A Porch of My Own

A Porch of My Own

Monday, August 23, 2010

Baby Turkeys and Mamas

For weeks Rickie and I have watched a large group of baby turkeys and the two mama hens that watch over them. When we first saw them they were about the size of softballs. 

(Photo - Mama watches over babies taking a dust bath!)

The two hens herd them around in a routine that brings them all around our cabin. Their stops include the deer feeders, looking for corn on the ground, and the turkey feeder down the hill in back of the cabin. 

They go to the water troughs, sometimes going in the longhorns’ pen to their water troughs. These are about 2 feet tall and circular and they perch side by side all along the rim and drink. Sometimes they go to the small trough in the yard where they might find some birdseed we put out on the ground.

This morning after drinking they went to the driveway and lay down in the caliche, fluffing their feathers to give themselves a dust bath. The little gobblers are starting to show off by spreading their tail feathers and strutting around. They are becoming teenagers!

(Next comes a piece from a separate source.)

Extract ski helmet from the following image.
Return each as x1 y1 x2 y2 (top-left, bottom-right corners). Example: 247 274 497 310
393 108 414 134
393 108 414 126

The mother hens have watched over them teaching them the things they need to know to survive and keeping them safe from predators. One morning I watched them chase a buzzard up a tree. The buzzard was at the water trough in the yard, which is also where we dispose of our food scraps. He was after some bacon grease, one of his favorites, along with cream gravy. The mama hens apparently didn’t like the looks of him.

This morning I counted 14 babies. As the group moves from area to area, the mama hens seem to be counting them also. If one falls behind, one of the hens will go back to get him or her. No one is left behind; they move on together.

As I write this my mom is in a nursing home with Alzheimer’s. She doesn’t know who we are or remember much about her life, past or present. My siblings and I go and sit with her. We take her the snacks she used to like and sometimes we take her out for ice cream. Then we go home and cry. It gets harder to go and see her this way. But we keep going and crying, remembering the times she came back for us. No one is left behind; we move on together.  

1 comment:

  1. Your last paragraph was so very poignant -- thank you for sharing this.